2. The method of claim 1, wherein determining the socio-behavioral characteristics comprises:

searching keywords of the textual data into a socio-behavior lexical repository; and

identifying at least a socio-behavioral characteristic corresponding to the keywords.

3. The method of claim 1, wherein determining the psychometric characteristics comprises:

searching keywords of the textual data into a psychometric lexical repository; and

identifying at least a psychometric characteristic corresponding to the keywords.

4. The method of claim 1, further comprising identifying a new topic from the textual data, wherein the new topic is identified by examining the textual data across online databases.
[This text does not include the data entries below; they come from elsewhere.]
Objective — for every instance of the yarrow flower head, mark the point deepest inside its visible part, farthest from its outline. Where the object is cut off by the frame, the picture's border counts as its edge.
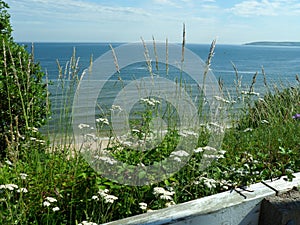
(87, 223)
(22, 190)
(50, 199)
(150, 101)
(107, 198)
(55, 209)
(296, 116)
(46, 203)
(103, 121)
(23, 176)
(82, 125)
(10, 187)
(143, 206)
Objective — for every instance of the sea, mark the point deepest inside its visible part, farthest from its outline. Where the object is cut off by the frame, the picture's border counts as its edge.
(276, 65)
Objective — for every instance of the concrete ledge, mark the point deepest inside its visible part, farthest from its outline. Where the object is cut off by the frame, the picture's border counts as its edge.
(283, 209)
(227, 208)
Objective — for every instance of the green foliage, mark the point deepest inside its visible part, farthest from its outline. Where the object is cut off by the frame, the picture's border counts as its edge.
(22, 91)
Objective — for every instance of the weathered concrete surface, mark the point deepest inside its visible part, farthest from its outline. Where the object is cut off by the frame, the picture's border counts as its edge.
(227, 208)
(283, 209)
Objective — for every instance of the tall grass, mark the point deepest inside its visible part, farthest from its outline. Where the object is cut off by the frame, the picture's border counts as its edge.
(56, 187)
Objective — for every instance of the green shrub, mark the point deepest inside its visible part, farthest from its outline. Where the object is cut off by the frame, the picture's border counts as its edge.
(23, 94)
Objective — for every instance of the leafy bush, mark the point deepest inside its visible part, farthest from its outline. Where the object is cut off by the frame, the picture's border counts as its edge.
(22, 91)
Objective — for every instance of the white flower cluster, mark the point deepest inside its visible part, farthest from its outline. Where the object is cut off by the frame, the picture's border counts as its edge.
(102, 121)
(150, 101)
(83, 125)
(177, 154)
(106, 159)
(23, 176)
(116, 108)
(218, 98)
(12, 187)
(210, 152)
(87, 223)
(208, 182)
(249, 93)
(163, 194)
(143, 206)
(48, 201)
(186, 133)
(107, 198)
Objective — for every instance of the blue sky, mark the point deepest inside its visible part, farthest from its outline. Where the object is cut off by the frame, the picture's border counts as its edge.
(230, 21)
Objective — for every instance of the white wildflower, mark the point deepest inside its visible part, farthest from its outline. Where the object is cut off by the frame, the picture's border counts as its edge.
(23, 176)
(176, 159)
(249, 93)
(103, 192)
(103, 121)
(83, 125)
(55, 209)
(289, 171)
(22, 190)
(143, 205)
(210, 183)
(186, 133)
(180, 153)
(200, 149)
(95, 197)
(46, 203)
(116, 107)
(8, 162)
(107, 159)
(205, 149)
(10, 187)
(248, 129)
(218, 98)
(87, 223)
(158, 190)
(33, 129)
(150, 101)
(168, 204)
(215, 127)
(169, 193)
(50, 199)
(166, 197)
(264, 121)
(110, 198)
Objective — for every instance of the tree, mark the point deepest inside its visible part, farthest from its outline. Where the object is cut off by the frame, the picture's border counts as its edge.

5. A system for identifying an industry specific e-maven by analyzing textual data from social media, the system comprising:

a processor; and

a memory coupled to the processor, wherein the processor is capable for executing programmed instructions stored in the memory to: collect textual data posted by a user on social media, wherein the textual data is collected using an industrial corpus, and wherein the industrial corpus comprises a collection of industry specific keywords; determine characteristics of the users by analyzing the textual data, wherein the textual data is analyzed using an adaptively self-learning database, and wherein the characteristics of the users comprise socio-networking characteristics, socio-behavioral characteristics, and psychometric characteristics; calculate maven scores for the users, wherein the maven scores are calculated based on the characteristics of the users; calculate industrial maven scores for the user by using the maven scores and an industry adjustment factor; and identify the industry specific e-maven based on the industrial maven scores.
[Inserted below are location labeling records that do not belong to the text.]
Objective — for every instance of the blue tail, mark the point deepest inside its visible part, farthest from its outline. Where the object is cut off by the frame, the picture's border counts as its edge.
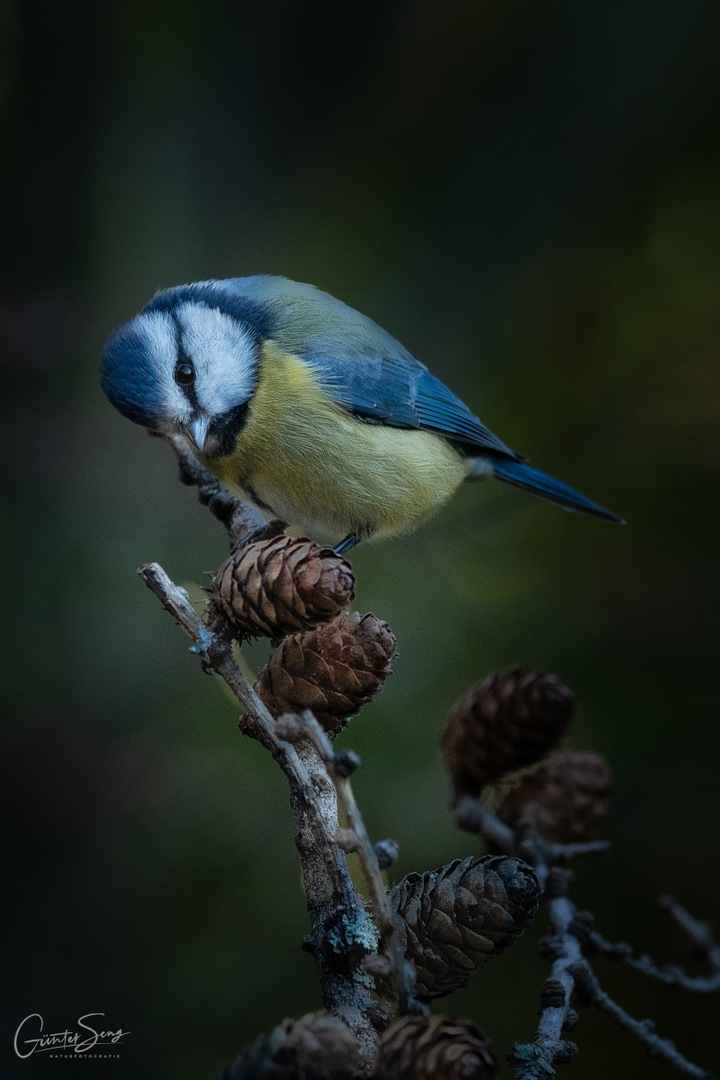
(547, 487)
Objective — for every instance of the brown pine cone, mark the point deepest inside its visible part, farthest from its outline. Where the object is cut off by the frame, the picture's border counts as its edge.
(459, 916)
(430, 1048)
(275, 586)
(333, 670)
(562, 799)
(315, 1048)
(502, 724)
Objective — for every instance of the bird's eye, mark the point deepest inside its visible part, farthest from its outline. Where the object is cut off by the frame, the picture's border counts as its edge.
(185, 374)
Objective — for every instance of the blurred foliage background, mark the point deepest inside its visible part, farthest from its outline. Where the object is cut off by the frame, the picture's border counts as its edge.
(528, 196)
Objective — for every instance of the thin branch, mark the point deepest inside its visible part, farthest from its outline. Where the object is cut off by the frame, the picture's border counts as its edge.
(669, 975)
(535, 1061)
(340, 930)
(643, 1030)
(700, 933)
(703, 943)
(243, 522)
(386, 922)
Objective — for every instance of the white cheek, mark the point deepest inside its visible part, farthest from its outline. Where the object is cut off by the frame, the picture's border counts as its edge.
(223, 355)
(159, 327)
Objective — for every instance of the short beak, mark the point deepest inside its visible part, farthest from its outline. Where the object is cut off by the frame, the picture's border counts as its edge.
(197, 431)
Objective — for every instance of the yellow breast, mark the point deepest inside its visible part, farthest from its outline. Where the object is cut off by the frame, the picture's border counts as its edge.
(318, 467)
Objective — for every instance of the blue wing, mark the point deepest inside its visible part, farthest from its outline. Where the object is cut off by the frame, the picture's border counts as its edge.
(363, 367)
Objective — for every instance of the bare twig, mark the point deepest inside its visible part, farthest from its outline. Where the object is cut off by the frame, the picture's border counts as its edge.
(564, 944)
(388, 923)
(534, 1061)
(701, 935)
(669, 975)
(643, 1030)
(243, 522)
(341, 933)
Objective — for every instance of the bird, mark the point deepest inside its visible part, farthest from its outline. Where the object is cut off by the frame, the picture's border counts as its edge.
(307, 408)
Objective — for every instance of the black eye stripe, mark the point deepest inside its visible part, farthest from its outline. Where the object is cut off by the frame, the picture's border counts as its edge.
(185, 373)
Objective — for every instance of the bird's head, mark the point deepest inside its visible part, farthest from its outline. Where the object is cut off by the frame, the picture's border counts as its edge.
(188, 364)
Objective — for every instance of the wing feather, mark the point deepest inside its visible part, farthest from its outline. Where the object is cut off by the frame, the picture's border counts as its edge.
(363, 367)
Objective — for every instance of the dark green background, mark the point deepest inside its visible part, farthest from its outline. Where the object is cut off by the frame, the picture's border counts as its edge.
(528, 196)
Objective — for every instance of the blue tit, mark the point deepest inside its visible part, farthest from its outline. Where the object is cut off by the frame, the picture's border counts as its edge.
(308, 408)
6. The system of claim 5, wherein determining the socio-behavioral characteristics comprises:

searching keywords of the textual data into a socio-behavior lexical repository; and

identifying at least a socio-behavioral characteristic corresponding to the keywords.
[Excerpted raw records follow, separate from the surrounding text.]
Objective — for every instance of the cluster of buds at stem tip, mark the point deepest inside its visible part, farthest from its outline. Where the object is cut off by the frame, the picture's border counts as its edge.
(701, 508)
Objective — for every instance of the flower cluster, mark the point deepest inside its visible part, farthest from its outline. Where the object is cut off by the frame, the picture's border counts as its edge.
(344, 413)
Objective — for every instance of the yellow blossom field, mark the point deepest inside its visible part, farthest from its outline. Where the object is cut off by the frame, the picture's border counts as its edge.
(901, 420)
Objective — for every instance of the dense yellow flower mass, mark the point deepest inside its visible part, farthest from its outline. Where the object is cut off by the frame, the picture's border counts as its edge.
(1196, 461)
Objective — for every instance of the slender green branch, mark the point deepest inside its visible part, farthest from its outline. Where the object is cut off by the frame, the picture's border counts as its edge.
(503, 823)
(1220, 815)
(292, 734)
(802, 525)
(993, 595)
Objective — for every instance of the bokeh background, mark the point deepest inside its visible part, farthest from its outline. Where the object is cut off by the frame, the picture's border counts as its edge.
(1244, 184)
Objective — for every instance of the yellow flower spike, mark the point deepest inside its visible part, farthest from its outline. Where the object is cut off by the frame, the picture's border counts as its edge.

7. The system of claim 5, wherein determining the psychometric characteristics comprises:

searching keywords of the textual data into a psychometric lexical repository; and

identifying at least a psychometric characteristic corresponding to the keywords.

8. The system of claim 5, further comprising identifying a new topic from the textual data, wherein the new topic is identified by examining the textual data across online databases.

9. The system of claim 5, wherein the users are social media users.

10. A non-transitory computer readable medium embodying a program executable in a computing device for identifying an industry specific e-maven by analyzing data from social media, the program comprising:

a program code for collecting textual data posted by a user on a social media, wherein the textual data is collected using an industrial corpus, and wherein the industrial corpus comprises a collection of industry specific keywords;

a program code for determining characteristics of the users by analyzing the textual data, wherein the textual data is analyzed using an adaptively self-learning database, and wherein the characteristics of the users comprise socio-networking characteristics, socio-behavioral characteristics, and psychometric characteristics;

a program code for calculating maven scores for the users, wherein the maven scores are calculated based on the characteristics of the users;

a program code for calculating industrial maven scores for the user by using the maven scores and an industry adjustment factor; and

identifying the industry specific e-maven based on the industrial maven scores.